思い出すままに昔のこととか書いてみる。
田舎では思わぬものに砂糖を使う。うちではなぜか、トマトに砂糖をかけて食べていた。
昔のトマトは今みたいに真っ赤でもなければ甘くもなくて、ちょっと青臭くて、やや酸味があった。それを櫛切りにして、スプーン一杯の砂糖をかけて食卓に出す。イチゴに砂糖をかけるような発想だけれど、デザートじゃなく、おかずとして食べた。
正直言うと、ご飯のおかずに砂糖がけのトマトは微妙だと思う。でも、その食べ方自体は嫌いじゃない。大人になった今も、たまに思い出すとトマトに砂糖をかけてみる。トマト自体が甘くてしまりがなくなっているので、昔みたいな味がしない。
砂糖といえば、子供の頃、わたしの家では麦茶が甘かった。
昨今、麦茶といったらペットボトルで買ってくるか、さもなきゃ水出しのティーバッグで済ませてしまうでしょうが、昔はお茶っ葉みたいに袋詰めで売られていて、ヤカンに水と一緒にぶちこんで、煎じて作ったものだった。ティーバッグもあったけど、水出しではなくお湯で出してたね。
その麦茶が、うちでは甘かった。まだ熱いうちに砂糖を入れて冷やすんだと思うけれど、なぜか砂糖を入れてる場面はあんまり記憶には残っていない。

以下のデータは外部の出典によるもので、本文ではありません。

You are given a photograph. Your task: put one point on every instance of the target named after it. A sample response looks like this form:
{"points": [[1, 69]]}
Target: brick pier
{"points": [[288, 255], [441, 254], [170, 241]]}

子供心に覚えているのは、冷蔵庫で冷えてる麦茶はすでに甘かったということ。
とにかく、わたしにとって麦茶は甘いものだった。甘い麦茶しか知らずに育ったので、甘くない麦茶が存在するなんて考えたこともない。
ある日、友達の家で「麦茶飲んで行きなさい」と言われて、飲んでみてびっくり、ぜーんぜん甘くない。
「ねえ、これ甘くないよ?」
と、友達に言ったら、
「えっ、麦茶が甘いわけないじゃない」
と、冷たく言われ、その時はじめて、うちの麦茶には砂糖が入っていることに気がついたというわけ。生まれて初めてのカルチャーショックだった。
何時の頃からか、うちでも砂糖を入れなくなったけれど、たぶん水出し麦茶のティーバッグが普及したせいじゃないのかな。冷たい麦茶に砂糖はとけないもんね?